= Fukuda Village Incident =

1923 mass murder in Chiba, Japan

The Fukuda Village Incident (福田村事件) was a mass murder committed as part of the larger Kantō Massacre in Fukuda Village (now in Noda), Chiba Prefecture, Empire of Japan on September 6, 1923. Nine ethnic Japanese people, including women and children, were killed on suspicion that they were ethnic Koreans.

== Background ==

Immediately after the destructive Great Kantō Earthquake, rumors emerged that ethnic Koreans were planning to commit crimes across Japan. These rumors were, in part, supported by a cable sent under the name of Fumio Gotō, then director general of the Police Affairs Bureau of the Ministry of the Interior. The cable stated, "Taking advantage of the earthquake, Koreans are setting fires in various places, and...in Tokyo there are those who possess bombs, pour oil, and set fires". It urged regional directors to "strictly control the behavior" of Koreans.

Lynch mobs soon formed, armed with swords and weapons.

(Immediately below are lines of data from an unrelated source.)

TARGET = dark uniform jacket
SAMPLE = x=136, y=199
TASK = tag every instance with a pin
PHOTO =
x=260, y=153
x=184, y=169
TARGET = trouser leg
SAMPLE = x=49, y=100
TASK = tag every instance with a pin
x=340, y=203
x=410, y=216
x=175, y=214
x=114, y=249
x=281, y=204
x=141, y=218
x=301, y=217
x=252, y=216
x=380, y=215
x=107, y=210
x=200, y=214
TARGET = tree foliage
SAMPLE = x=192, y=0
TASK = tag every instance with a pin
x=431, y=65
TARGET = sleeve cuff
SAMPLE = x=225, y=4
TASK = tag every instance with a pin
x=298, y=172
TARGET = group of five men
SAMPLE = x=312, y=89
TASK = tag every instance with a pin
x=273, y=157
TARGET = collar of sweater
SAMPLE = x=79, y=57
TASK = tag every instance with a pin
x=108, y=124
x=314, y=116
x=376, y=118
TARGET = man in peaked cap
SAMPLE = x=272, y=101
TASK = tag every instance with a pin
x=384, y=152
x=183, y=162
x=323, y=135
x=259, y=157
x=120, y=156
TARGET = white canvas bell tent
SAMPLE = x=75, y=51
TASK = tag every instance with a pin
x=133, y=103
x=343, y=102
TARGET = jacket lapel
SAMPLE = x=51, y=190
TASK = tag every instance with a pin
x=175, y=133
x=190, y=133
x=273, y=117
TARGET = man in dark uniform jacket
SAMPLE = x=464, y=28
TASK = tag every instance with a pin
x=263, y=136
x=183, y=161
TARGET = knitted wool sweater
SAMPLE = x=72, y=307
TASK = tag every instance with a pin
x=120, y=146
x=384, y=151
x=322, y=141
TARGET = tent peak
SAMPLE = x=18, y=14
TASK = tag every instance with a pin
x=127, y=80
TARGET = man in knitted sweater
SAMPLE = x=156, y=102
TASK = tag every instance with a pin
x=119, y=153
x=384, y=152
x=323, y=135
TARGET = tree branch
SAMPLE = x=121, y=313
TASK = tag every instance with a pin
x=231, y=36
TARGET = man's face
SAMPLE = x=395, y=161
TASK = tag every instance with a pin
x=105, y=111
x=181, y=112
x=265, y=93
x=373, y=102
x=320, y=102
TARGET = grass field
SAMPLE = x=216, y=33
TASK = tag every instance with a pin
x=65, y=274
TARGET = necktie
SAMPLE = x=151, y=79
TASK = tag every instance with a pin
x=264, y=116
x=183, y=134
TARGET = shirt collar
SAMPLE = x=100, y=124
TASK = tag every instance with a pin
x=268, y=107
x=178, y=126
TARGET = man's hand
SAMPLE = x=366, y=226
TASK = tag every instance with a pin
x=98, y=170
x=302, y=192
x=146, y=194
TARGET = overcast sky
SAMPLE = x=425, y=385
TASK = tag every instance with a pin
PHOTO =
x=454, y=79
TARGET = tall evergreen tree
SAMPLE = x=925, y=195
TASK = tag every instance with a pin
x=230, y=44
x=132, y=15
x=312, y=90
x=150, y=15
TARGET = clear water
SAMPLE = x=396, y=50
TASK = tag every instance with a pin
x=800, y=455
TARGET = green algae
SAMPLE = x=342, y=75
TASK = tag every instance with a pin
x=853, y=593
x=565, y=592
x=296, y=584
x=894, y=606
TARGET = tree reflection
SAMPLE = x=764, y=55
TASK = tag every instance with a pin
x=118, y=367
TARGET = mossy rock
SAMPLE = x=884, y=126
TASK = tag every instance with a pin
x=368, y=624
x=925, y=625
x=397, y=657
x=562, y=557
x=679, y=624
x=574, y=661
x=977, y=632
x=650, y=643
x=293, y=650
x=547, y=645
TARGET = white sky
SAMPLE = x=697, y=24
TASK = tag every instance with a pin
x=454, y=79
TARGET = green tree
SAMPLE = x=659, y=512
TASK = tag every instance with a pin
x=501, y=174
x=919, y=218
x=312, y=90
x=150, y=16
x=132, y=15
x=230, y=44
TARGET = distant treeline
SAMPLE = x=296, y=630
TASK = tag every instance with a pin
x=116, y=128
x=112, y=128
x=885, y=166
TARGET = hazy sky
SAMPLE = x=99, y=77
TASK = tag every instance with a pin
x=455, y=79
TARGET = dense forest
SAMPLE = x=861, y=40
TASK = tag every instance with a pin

People were questioned at random as to whether or not they were Korean. Koreans who were positively identified were often killed, although victims also included Chinese and misidentified Japanese.

== Incident ==
A group of 15 traveling merchants was stopped by a lynch mob. Nine of them were killed after being mistakenly identified as Korean; among the dead were children and a pregnant woman, who were from the severely disadvantaged former burakumin caste.

== Legacy ==
On September 1, 2023, a film about the events in Fukuda entitled September 1923 was released on the 100th anniversary of the Kantō Massacre.